Well, you could rely on paragraph 51(ii) which allows the making of laws in relation to taxation.  In fact, that’s what used to happen – superannuation used to be a small slice of the Income Tax Assessment Act 1936.

Alternatively, you could try to shoehorn the superannuation system into one or more of the other items listed in paragraph 51.  It’s difficult to see how you could regulate the system by relying on the Government’s powers to make laws in relation to lighthouses, astronomical observations, postal services, weights and measures, aliens or marriage (just some of the entertaining items listed in paragraph 51).  However, you might start to feel you were making progress when you noticed paragraph 51(xx) (which includes corporations formed within the limits of the Commonwealth of Australia) or paragraph 51(xxiii) ( which includes “old-age pensions”).

Essentially what the Government did in 1993 (when the current Act was introduced) was regulate the system as follows:

  • to receive the generous tax concessions that apply to superannuation funds, all funds at the time (and new funds ever since) had to first become “regulated” superannuation funds.  In other words, they had to deliberately and voluntarily opt in to the regulatory framework;
  • to become regulated, they had to promise that they would be structured in a manner that permitted the Government to make laws that affected them – both now and indefinitely into the future;
  • one of these ways was to have a deed that required the fund to have a corporate trustee (ie, a trustee that was a corporation formed within the Commonwealth);
  • another was to have “governing rules [that] provide that the sole or primary purpose of the fund is the provision of old-age pensions” (not specifically defined but also obviously not specifically limited to those administered by Centrelink); and then
  • they had to actually comply with the laws made by the Government to be a “complying” superannuation fund and secure those tax concessions.

(Note that a  fund could actually fall under both paragraphs of the Constitution – it could both have a corporate trustee AND provide pensions.)
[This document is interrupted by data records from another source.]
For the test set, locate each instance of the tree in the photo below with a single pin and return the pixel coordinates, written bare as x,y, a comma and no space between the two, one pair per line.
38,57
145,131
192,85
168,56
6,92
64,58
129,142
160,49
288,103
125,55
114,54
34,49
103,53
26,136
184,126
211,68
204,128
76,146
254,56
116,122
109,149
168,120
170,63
Obviously many funds did not want to change to a corporate trustee and therefore needed to provide old-age pensions to be allowed into the system.

This is where the question mark comes from – if the “sole or primary purpose” is to provide pensions, can you ever pay lump sums?  If you can pay lump sums, how often and how much before you stop being considered true to your purpose?

I guess one day someone might challenge the constitutional validity of the superannuation system by arguing that funds which are ostensibly regulated under the “pensions power” are not actually providing old-age pensions and therefore are not affected by any of the superannuation laws.  In the meantime, however, it would be a widely held (and practical) view that even “pension funds” can pay lump sums without necessarily threatening the argument that their primary purpose was to pay old-age pensions.

Certainly the regulator has no great appetite for arguing otherwise since it might find then that a large number of the 300,000 or so SMSFs with individual trustees are suddenly outside the prudential framework! 

A cynic would argue that no-one actually wants to know the answer to this question because at the end of the day the whole thing was just a device to excuse making laws about something not specifically covered under the Constitution.

But still, it’s a quirky little story that should definitely be included in the Australian version of Trivial Pursuit.